Key Sustainability Priorities for the Trust:

Integration of energy-efficient practices to multiple sites across the hospital estate.

Clear reporting to monitor progress and ensure actions are delivered.

Compliance with ERIC (Estates Return Information Collection) – a national framework for all NHS Trusts, which includes benchmarking information for Estates and Facilities.

Managing DECs (Display Energy Certificates) – a mandatory annual assessment and certification process for any public building in the UK with a total useful floor area of more than 250 m2.

Mandatory data collection for the Greener NHS initiative.

Key sustainability initiatives implemented by the Trust:

A Green Plan aligned with the Greener NHS initiative.

A clear leadership structure, including the appointment of a Green Council and Climate Emergency Response Leadership group.

Partnering with a software supplier to drive improvements in operational efficiency and sustainability performance across the Trust’s vast hospital estate.

The challenge

NHS cutting-edge medical technologies and expertise

With a wide range of reporting and compliance requirements, the Trust faced difficulties collecting, tracking, and analysing energy and carbon data across all their sites and needed an automated, cloud-based solution that could streamline these processes.

To facilitate regular reporting, they wanted an easy and efficient way to collect, track, and analyse all of the Trust’s energy and carbon data in one central, searchable, and secure location.

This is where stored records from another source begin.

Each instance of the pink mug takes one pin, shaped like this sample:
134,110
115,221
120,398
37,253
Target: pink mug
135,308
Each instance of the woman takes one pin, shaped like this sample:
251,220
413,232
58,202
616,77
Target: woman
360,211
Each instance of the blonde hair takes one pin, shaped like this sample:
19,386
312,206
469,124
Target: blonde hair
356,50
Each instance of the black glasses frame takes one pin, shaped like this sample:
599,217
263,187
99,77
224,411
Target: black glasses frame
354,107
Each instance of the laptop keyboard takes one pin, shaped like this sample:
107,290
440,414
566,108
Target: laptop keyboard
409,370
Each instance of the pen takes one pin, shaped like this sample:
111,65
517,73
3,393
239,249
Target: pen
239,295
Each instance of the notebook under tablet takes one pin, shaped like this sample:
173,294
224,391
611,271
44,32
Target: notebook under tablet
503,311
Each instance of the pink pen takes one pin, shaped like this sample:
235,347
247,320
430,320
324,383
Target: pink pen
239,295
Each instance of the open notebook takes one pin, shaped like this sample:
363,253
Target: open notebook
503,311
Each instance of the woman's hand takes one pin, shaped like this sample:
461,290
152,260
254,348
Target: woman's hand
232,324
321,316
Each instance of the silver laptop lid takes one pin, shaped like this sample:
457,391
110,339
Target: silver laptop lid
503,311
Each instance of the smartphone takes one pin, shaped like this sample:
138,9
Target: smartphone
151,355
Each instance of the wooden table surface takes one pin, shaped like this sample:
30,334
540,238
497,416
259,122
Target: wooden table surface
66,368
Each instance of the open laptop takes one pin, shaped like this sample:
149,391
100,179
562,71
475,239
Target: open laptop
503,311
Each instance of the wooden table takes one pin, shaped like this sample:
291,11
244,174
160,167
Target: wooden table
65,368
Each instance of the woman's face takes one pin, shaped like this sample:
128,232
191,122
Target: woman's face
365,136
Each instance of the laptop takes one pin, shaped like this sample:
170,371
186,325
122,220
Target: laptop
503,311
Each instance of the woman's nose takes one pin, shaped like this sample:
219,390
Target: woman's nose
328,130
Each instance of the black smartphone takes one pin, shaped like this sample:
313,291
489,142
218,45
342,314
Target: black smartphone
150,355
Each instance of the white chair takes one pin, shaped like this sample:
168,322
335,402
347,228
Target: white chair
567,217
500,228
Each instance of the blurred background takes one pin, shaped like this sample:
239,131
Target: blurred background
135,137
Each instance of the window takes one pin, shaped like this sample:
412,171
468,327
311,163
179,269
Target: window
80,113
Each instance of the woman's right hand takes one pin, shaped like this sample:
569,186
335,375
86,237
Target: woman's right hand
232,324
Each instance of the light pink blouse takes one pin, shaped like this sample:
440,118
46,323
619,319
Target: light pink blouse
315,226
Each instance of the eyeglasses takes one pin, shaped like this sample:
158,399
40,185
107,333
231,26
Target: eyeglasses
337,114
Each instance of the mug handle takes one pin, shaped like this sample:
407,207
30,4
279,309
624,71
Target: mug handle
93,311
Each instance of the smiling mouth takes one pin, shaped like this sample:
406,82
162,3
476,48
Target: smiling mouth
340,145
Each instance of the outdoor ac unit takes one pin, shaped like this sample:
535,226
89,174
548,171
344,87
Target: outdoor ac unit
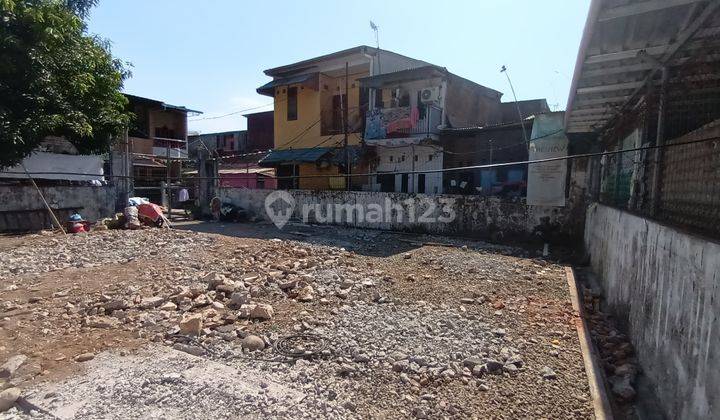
430,95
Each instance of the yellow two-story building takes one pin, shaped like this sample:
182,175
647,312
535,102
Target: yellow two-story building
312,98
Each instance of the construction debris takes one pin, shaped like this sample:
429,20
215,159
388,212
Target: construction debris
345,334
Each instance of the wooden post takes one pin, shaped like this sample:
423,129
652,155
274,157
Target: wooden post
42,197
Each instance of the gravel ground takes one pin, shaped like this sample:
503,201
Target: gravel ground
160,324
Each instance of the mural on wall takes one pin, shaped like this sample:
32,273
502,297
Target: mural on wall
389,122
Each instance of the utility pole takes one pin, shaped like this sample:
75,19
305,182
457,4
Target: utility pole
345,128
503,69
375,28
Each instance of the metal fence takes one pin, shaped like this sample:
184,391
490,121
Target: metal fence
677,181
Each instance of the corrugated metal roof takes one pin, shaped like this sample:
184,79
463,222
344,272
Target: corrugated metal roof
295,156
624,46
269,88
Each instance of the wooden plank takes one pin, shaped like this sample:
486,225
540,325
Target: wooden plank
610,88
625,54
601,101
641,8
596,379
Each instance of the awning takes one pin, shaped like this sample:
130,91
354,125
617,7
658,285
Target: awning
334,155
624,47
419,73
309,79
295,156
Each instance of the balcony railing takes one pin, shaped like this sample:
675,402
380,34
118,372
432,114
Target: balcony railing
402,122
173,153
331,122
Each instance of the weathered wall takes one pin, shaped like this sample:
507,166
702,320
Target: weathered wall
481,217
93,203
664,283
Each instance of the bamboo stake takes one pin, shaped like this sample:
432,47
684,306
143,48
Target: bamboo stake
42,197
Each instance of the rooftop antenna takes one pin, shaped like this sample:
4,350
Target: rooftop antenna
375,28
503,69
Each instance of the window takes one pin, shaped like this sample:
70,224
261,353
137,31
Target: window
421,183
404,99
292,104
378,98
338,105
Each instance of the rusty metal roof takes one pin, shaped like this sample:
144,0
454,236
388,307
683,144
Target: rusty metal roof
624,46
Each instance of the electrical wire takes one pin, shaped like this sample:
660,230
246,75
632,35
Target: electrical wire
231,113
455,169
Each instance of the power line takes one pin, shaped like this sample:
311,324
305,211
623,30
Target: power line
455,169
232,113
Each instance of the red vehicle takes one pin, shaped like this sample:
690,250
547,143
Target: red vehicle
151,214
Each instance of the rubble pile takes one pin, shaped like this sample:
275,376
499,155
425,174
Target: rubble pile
437,332
616,352
55,252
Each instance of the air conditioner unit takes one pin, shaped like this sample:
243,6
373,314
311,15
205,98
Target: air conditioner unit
430,95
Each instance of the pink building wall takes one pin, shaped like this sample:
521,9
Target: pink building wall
240,180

Read other customer reviews on G2 and Capterra.

The EnergyElephant Solution

Analytics dashboard for resource management

The Trust partnered with EnergyElephant to create, store, organise, analyse, report, and act on all of their electricity, gas, and water data.

Centralising data sources

The system was set up to automatically pull data from over 50 electricity, gas, and water meter points across geographically distributed operations in the Trust’s estate.

Documentation for buildings and assets

The Estates and Facilities team has the option to manually upload documents related to each building, including those used to verify building attributes.

Dashboard analytics per asset

The platform provides users with instant executive-level insights from easy-to-understand dashboard data, including scientifically accurate monitoring and reporting on GHG emissions.

Compliant and audit-ready reporting

Easy-to-use, audit-ready reporting tools allow the Trust to export data in various formats required for national frameworks.

Results

EnergyElephant provided initial virtual set-up assistance and basic training for the Estates and Facilities team, with ongoing support where required, including recommended quarterly review calls to ensure users get the most value out of the platform. This partnership approach greatly enhances the Trust’s ability to manage the direction, scale, and pace of change across the hospital estate, in alignment with the NHS’s net zero targets.

Key outcomes include:

Sustainability dashboard and data setup

EnergyElephant provides tools, data exports, and template reports, ready to support reporting standards, audits, and management systems.

Process and system automation

Automated processes allow the Trust to make faster, evidence-based decisions, and has helped to greatly reduce the Estates and Facilities team’s energy and carbon data management time versus manual processes.

Centralised knowledge-base

The system has improved corporate knowledge retention and helps provide continuity when staff changes in the energy/sustainability area occur.

Property complying with ESG checks

The system provides all the data needed by DEC assessors to calculate each building’s operational rating (from A to G) based on its actual energy consumption and carbon emissions, and the Trust can use these assessments to identify areas for improvement, adopt energy-efficiency measures, and advance their Green Plan.